The capability of some online video platforms to manage live, linear and on-demand content over various devices seamlessly enables content owners to develop and plan their content across screens as one complete viewing experience, instead of looking at every delivery method individually. Complex sports events such as the Olympics can be a good example of how content rights owners can maximise the OTT opportunity. The decision as to which sports will be broadcast live on linear channels is no longer as difficult to make as before.
With the ability to show content on a second and even third screen, the main consideration becomes more a case of establishing which screen will provide the best possible viewer experience and engage with the viewer in the most convenient way. For example, the main linear channel might broadcast team sports for the large TV screen where image resolution and detail are key components of the experience, while sports like athletics or gymnastics might be available only over mobile devices enhanced with relevant data and commentary.
With the support of the OTT platform, it is possible to create temporary channels, for example, focusing on a particular sport and showcasing live games and sports highlights, additional interviews and even flashbacks to previous Olympics. The reuse and repurposing of content creates more and new monetisation opportunities. Content owners can create flexible and dynamic content packages, such as offering subscription-based access to individual sports or live events. Nevertheless, to be able to execute on all of this, media companies need to ensure that their OTT platforms will enable them to publish various forms of content without significantly more effort, and ensure that the content management process is effectively integrated with their product, customer management and billing systems.
Having the content available across all screens may not be enough to guarantee that viewers will tune in or tap in to watch. A new approach is needed to attract attention and bring audiences to the desired screens. With all the content already available in an OTT platform and managed from a single screen, it is now easier than ever before to create clips and teasers that can be immediately shared on social networks or published to YouTube. This functionality can become a powerful tool to make highlights available to a larger or a targeted audience and drive them to the application showing the live events as they are happening. It is an approach that has been used in linear television for many years through the creation of trailers and short form content, but the advantages of OTT are the immediacy and ease with which viewers can access the content live.

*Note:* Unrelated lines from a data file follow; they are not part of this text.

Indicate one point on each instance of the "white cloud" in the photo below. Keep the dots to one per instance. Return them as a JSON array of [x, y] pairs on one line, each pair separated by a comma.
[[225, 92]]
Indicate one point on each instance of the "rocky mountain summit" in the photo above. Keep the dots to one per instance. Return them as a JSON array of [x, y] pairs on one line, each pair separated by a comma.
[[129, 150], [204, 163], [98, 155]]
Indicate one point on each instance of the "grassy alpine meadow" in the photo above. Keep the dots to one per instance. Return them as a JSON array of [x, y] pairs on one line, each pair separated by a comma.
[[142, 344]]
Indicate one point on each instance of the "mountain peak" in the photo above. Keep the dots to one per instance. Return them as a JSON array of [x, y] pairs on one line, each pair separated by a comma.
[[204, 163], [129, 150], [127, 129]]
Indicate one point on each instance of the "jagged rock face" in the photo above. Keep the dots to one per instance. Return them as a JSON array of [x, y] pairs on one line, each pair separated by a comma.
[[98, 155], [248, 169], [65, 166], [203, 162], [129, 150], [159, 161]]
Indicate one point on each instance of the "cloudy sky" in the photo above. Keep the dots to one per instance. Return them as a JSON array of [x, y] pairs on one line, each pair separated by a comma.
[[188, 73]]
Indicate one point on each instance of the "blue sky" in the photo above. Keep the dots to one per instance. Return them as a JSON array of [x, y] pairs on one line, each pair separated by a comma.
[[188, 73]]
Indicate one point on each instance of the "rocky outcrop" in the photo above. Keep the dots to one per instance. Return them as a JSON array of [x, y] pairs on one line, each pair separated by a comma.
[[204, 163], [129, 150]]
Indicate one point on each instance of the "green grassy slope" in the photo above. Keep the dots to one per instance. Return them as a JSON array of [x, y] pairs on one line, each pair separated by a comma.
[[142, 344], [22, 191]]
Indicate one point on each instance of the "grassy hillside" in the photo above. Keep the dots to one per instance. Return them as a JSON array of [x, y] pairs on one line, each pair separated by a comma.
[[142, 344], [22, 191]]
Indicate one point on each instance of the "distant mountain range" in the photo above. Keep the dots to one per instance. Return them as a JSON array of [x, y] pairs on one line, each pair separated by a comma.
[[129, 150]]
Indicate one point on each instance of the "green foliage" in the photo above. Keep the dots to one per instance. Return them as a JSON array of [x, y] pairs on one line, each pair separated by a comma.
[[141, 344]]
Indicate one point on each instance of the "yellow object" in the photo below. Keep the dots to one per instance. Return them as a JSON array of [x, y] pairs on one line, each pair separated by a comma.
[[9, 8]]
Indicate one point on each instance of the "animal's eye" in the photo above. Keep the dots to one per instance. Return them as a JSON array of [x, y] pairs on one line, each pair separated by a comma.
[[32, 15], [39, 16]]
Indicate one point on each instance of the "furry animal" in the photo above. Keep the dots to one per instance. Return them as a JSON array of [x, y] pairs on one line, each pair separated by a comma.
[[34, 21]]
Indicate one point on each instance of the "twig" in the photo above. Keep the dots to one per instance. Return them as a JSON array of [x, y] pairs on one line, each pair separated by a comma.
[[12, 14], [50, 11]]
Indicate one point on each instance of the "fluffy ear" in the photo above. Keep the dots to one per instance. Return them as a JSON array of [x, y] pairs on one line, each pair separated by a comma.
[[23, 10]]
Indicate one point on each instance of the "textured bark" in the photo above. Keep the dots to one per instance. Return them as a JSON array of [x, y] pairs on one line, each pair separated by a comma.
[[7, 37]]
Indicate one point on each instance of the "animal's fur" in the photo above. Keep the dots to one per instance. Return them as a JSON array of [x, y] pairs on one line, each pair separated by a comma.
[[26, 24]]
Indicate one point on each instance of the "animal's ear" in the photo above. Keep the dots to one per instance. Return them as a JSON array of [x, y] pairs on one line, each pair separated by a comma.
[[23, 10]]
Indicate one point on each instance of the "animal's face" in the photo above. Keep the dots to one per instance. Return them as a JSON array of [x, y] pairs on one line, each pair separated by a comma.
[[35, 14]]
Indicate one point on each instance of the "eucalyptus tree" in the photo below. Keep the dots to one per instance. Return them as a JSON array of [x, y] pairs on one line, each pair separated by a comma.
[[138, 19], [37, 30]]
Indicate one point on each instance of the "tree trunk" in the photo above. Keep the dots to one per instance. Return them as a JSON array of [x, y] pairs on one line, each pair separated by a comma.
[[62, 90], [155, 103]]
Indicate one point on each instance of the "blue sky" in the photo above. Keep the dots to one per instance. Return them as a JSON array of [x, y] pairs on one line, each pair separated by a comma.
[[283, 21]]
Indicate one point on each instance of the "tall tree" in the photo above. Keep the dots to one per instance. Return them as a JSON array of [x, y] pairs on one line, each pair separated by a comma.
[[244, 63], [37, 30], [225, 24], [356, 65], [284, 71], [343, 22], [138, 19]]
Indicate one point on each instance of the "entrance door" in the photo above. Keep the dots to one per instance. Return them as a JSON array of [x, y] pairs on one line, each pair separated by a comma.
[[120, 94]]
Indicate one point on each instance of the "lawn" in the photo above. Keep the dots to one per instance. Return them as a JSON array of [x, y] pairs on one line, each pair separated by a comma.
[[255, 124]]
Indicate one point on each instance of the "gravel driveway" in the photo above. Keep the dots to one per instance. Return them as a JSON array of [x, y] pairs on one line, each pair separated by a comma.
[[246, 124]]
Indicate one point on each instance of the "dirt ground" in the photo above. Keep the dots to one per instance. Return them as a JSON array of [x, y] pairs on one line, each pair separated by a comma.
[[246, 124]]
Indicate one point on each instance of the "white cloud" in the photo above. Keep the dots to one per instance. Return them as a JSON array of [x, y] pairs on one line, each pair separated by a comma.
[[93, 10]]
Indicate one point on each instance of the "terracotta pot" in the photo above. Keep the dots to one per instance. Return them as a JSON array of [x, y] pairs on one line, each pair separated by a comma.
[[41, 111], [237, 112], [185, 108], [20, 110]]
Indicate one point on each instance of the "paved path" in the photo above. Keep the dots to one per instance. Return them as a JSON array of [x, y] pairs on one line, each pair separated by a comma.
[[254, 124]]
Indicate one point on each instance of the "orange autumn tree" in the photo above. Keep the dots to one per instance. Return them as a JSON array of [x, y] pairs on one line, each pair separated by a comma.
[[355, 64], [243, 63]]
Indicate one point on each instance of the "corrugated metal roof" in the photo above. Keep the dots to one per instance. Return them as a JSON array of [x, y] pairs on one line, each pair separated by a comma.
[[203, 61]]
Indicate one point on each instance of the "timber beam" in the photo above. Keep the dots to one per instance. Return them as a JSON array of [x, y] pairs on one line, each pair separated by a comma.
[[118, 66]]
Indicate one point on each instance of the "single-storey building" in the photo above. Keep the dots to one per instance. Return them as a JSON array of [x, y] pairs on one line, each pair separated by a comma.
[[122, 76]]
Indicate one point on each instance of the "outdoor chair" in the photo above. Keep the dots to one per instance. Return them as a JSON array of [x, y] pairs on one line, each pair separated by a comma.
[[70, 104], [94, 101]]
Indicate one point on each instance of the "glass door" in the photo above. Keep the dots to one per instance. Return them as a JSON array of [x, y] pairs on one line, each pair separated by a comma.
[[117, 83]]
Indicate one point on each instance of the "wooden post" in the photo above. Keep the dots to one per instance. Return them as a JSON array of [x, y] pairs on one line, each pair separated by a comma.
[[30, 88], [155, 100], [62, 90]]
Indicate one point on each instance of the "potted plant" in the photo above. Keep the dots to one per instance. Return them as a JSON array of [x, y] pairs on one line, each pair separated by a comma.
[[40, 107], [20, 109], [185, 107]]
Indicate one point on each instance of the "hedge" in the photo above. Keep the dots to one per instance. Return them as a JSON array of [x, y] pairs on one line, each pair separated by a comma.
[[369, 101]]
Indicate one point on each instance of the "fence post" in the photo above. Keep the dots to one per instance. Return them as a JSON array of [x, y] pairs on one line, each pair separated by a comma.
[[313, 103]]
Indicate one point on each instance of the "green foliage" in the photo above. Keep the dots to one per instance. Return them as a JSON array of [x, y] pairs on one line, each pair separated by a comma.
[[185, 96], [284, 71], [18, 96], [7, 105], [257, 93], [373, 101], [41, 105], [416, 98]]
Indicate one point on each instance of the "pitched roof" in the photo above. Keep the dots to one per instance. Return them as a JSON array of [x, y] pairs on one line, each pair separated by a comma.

However, this puts an extra requirement on media companies: to be able to create content clips as the events unfold and monitor social media activity and viewer preferences and behaviours in real time. While the former depends largely on production and editorial capabilities, the latter can be facilitated to a larger extent by using the data available in the OTT platform. Data which can identify the most viewed content, the average duration of viewing, types of devices used, and even location can prove to be a valuable source of insight in making sure that the highlight clips are relevant for the audience.
The complexity of the technology and implementation of an OTT service might seem daunting, but the many new opportunities it can create for media companies are the biggest incentives for the development of such services, especially when they can be launched in an efficient manner with control over operational risk. With the right amount of creativity and a deep understanding of viewer behaviour, OTT can prove to be a powerful tool to satisfy the growing number of content-hungry mobile-native audiences.